Radiation beams consist of X-rays as discovered by Roentgen. These extremely powerful rays kill cells by penetrating the DNA and making them functionally inactive. A significant advantage of using this technology is that the x-rays do not cause any harm to the epithelial tissues such as skin tissues and can pass through them without harming them. Thus, doctors can use this technique externally without having to operate patients making it one of the most economical and safe solution.

A radiation therapist is responsible for deciding the right dose of radiation and the spot where it is required to subject. It is primarily a therapist’s job to find out the target tissues and radiate them using external mechanism by adjusting the level of intensity of x-rays to treat a patient. In general, a therapist makes use of multiple sharp monochromatic beams of x-rays to focus them at the target. Many low-intensity radiation beams converge upon from different directions to target tissue.

Using this technique, the therapist can pass low-intensity radiation through the skin of the patient without harming the external tissues. Multiple low-intensity beams converge upon the spot that requires irradiation, after which the beams interferes constructively to cause amplification in their intensity, which is responsible for causing dysfunction of DNA – a building block of life. On disrupting DNA in a cell, the cellular function disrupts eventually causing the death of the cell. Radiation therapy is thus effective against most malignant tumours and cancerous growths.

There are different ways through which a radiation therapist can administer radiation therapy to patients. One of the preferred means is external radiation, but in case the patient has tumour growth deep inside, then there is an increased risk that external radiation therapy may cause harm to healthy living cells. Hence, under such circumstances, a therapist may resort to Brachytherapy or Radioisotope therapy (RIT). Both treatments exclude using external radiation sources, as they destroy tumour cells situated locally.

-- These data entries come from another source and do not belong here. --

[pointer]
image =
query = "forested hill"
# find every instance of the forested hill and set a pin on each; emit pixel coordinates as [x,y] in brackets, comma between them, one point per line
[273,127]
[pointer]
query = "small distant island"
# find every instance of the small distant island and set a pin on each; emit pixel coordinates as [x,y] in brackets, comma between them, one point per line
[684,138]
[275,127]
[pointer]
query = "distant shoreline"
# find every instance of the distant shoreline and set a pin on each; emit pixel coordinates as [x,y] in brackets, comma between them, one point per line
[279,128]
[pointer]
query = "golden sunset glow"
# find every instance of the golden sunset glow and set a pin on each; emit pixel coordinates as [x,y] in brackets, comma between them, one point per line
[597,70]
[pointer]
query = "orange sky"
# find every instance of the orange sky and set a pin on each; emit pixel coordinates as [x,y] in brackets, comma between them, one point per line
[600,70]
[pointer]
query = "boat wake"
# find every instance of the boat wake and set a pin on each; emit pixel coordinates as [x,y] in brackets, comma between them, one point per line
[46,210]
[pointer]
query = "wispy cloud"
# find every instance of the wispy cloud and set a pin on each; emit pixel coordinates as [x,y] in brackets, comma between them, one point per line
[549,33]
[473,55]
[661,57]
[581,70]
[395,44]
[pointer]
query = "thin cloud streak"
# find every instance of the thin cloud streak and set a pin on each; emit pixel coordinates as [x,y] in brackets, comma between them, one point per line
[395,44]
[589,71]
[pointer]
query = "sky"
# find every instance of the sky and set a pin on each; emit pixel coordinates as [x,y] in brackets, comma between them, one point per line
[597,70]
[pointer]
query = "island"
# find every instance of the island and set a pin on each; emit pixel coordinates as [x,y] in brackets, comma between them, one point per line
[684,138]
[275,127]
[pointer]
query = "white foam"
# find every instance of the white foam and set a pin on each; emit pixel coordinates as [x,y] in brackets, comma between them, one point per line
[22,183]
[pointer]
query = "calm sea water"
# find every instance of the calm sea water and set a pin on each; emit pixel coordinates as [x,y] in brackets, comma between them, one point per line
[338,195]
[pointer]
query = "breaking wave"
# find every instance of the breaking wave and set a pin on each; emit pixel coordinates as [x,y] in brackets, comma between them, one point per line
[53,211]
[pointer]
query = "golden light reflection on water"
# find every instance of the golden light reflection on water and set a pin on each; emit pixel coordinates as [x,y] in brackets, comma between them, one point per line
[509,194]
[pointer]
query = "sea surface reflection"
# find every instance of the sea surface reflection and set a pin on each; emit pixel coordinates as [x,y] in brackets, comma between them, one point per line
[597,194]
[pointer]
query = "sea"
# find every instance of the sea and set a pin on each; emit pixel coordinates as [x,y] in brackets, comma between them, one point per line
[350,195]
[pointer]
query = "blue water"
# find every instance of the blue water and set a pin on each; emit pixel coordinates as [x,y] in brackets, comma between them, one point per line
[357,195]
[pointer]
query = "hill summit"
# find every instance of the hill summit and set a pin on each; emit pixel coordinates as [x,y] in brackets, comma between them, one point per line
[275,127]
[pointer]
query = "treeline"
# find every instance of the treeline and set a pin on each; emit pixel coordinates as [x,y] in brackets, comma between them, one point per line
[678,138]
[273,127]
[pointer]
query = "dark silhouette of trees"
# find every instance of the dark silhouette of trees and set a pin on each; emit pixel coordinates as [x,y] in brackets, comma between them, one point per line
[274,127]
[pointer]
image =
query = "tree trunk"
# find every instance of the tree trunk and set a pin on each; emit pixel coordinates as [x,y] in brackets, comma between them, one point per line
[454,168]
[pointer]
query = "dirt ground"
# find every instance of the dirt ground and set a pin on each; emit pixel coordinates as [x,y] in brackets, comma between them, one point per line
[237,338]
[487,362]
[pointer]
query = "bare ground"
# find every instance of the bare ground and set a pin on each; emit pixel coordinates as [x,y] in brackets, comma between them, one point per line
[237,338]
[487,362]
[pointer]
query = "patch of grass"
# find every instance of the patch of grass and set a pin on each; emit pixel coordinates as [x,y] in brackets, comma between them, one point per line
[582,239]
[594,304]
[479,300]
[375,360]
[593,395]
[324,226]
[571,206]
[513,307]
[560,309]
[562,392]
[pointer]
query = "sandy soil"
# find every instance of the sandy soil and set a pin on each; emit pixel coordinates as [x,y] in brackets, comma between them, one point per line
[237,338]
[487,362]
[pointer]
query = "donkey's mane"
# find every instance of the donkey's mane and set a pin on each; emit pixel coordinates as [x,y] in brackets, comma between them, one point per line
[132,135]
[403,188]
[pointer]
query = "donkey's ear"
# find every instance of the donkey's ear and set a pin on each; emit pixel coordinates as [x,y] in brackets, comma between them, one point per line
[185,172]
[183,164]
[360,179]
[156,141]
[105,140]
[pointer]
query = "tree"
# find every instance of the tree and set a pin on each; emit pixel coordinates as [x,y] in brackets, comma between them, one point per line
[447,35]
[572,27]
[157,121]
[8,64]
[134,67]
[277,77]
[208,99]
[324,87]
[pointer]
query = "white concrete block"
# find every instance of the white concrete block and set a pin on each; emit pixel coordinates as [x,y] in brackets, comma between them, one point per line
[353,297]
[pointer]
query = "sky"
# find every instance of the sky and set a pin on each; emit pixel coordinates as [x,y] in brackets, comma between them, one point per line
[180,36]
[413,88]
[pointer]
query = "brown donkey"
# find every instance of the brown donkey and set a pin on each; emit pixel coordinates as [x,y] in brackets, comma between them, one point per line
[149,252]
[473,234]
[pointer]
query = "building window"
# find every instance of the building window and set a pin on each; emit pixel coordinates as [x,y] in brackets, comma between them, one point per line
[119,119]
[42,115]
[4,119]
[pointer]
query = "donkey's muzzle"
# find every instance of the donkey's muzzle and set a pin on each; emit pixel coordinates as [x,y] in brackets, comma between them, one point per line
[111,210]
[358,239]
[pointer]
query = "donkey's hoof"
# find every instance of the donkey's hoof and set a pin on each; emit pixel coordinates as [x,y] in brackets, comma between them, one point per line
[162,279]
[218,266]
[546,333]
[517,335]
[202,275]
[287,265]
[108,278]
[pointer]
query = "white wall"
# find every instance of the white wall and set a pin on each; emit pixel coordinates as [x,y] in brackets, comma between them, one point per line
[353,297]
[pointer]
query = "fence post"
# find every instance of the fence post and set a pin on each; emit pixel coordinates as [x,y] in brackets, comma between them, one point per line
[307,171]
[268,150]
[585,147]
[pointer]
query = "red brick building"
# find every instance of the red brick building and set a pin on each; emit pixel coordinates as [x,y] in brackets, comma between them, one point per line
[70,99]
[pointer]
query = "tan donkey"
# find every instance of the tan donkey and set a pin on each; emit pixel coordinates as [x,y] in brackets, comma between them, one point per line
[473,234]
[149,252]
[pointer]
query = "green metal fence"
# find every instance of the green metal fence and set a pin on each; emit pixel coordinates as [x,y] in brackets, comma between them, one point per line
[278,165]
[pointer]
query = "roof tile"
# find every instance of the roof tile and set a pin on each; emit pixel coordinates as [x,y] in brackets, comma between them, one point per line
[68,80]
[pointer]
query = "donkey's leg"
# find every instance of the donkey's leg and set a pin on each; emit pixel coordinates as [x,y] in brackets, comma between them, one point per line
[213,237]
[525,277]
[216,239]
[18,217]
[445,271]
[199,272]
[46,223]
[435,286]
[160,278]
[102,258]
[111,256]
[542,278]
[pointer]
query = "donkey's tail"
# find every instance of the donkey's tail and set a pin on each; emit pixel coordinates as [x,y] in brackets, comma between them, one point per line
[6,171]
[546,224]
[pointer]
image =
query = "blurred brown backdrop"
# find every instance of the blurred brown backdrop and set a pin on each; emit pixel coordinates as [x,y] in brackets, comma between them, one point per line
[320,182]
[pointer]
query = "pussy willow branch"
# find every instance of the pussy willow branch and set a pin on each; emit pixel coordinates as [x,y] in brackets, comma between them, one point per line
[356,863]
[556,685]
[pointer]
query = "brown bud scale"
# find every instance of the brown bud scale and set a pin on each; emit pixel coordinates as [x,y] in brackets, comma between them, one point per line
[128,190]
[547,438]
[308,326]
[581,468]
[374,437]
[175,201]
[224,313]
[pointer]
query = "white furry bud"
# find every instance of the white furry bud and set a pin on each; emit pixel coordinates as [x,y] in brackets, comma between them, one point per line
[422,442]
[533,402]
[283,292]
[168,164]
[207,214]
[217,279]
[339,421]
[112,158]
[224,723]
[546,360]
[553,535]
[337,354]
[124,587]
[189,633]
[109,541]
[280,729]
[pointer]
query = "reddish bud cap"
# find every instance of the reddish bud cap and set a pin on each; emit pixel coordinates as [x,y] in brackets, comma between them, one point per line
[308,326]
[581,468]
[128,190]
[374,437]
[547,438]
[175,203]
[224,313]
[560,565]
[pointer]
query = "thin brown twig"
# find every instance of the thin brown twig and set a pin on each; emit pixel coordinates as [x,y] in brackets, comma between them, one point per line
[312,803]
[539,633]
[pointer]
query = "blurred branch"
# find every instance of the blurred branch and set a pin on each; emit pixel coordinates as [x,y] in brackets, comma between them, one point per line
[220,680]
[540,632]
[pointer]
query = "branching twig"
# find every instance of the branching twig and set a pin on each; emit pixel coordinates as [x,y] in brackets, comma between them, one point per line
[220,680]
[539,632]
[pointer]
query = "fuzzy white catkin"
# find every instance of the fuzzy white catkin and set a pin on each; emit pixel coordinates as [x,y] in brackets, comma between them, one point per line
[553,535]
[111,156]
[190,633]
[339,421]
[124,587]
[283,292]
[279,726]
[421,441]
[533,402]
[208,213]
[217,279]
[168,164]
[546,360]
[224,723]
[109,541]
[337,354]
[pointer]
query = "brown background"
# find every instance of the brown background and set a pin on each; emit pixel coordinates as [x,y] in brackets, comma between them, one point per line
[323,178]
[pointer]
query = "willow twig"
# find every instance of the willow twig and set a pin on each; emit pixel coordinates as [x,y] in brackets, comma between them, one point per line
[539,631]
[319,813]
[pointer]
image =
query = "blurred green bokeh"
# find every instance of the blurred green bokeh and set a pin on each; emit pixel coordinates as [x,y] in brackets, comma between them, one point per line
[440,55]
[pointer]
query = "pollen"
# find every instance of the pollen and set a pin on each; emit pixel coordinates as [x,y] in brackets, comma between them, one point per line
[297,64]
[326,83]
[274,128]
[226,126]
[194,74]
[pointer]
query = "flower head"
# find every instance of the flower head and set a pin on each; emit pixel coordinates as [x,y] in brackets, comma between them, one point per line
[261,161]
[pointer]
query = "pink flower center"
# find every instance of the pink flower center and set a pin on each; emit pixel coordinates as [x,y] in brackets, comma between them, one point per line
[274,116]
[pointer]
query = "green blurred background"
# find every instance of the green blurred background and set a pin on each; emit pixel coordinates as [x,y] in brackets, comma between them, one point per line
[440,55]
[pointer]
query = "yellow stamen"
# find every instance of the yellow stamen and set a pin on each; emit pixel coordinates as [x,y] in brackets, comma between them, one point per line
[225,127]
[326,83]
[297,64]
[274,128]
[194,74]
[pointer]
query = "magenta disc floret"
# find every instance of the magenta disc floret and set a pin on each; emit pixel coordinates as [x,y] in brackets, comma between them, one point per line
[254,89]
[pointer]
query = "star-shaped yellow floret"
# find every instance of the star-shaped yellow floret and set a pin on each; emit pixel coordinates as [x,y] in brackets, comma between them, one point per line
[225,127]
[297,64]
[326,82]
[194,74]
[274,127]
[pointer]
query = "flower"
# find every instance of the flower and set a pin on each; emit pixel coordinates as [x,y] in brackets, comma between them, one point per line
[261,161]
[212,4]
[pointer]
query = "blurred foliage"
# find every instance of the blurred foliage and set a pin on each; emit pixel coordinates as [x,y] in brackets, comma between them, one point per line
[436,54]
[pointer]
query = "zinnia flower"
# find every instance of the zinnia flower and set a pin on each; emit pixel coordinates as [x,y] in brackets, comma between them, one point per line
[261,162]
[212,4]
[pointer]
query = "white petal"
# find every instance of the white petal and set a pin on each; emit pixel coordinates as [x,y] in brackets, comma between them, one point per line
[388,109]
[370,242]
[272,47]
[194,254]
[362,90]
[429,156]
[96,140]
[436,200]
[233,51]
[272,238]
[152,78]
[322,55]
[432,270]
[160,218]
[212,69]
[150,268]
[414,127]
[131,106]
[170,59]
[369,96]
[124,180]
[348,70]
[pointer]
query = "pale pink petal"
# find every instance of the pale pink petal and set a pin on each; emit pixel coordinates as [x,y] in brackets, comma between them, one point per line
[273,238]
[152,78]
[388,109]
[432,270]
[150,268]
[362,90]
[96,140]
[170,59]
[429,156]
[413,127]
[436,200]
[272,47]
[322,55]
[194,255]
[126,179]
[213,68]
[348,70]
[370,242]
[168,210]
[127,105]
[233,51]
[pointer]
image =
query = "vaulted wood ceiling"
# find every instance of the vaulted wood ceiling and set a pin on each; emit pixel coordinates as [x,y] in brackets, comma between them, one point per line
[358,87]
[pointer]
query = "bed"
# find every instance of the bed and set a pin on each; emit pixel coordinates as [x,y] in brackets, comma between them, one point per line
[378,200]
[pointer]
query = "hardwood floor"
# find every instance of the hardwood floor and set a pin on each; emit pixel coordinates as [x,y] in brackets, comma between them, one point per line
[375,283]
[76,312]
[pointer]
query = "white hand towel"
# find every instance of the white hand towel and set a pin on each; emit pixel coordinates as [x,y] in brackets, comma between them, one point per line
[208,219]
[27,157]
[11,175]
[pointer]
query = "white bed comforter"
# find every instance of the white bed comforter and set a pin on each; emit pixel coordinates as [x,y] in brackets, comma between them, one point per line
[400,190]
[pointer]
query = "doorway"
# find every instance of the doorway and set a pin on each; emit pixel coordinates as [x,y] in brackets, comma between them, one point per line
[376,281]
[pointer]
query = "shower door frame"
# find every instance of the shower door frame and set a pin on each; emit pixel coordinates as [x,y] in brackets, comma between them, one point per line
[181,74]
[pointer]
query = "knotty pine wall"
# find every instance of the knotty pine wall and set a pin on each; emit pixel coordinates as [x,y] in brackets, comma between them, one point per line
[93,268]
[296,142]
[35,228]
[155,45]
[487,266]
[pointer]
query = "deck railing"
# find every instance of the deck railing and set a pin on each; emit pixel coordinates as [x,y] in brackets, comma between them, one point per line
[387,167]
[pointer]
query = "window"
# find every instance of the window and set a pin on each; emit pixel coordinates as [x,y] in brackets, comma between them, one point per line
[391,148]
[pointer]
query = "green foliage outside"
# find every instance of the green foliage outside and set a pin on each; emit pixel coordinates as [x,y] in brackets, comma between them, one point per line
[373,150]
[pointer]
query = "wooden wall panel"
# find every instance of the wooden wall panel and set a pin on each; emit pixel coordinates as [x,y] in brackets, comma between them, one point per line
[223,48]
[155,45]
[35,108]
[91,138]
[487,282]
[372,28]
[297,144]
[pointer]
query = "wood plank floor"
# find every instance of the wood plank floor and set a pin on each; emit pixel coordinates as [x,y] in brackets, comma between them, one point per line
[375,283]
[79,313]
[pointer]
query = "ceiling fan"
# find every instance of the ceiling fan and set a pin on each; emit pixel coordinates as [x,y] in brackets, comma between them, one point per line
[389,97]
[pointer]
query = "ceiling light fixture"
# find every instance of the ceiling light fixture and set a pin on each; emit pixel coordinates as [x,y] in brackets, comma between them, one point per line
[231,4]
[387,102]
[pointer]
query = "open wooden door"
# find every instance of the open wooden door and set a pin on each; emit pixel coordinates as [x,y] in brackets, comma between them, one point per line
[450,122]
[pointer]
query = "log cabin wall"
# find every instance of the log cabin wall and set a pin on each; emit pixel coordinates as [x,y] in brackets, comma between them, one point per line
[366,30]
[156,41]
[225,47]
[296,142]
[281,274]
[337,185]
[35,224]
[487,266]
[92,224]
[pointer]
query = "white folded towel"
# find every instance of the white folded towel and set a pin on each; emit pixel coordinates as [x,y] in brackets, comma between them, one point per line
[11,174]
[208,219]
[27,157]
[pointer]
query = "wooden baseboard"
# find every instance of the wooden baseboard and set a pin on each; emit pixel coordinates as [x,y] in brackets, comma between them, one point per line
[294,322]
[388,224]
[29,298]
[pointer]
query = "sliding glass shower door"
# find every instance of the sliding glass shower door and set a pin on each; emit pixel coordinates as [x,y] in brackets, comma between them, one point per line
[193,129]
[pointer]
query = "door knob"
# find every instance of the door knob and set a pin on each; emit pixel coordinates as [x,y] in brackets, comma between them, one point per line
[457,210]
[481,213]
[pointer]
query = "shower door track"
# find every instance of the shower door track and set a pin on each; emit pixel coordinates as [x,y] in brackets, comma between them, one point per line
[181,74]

In the case of Brachytherapy, small needles are inserted inside the body near the infested tumour tissues. These are by no means ordinary needles, as they contain radioactive samples, which can cause harm to the cells. The inserts remain in body surrounding the infected tissues and radiate to kill cancerous cells. Also, the radiation therapist makes use of RIT, which involves passing radioactive isotopes inside the body through ordinary ingestion means such as with health drinks or tonics. These isotopes then move into the bloodstream to reach the target site and kill tumours. Further, depending on the type of cancer, the therapist decides the method of irradiating the cells.

Often a cause of concern for most radiation therapist is making a right judgment by laying boundaries between healthy cells and infected cells. A wrong estimation may cause harm to lymph nodes also causing internal spreading of a tumour and hence, therapists need to be extra cautious.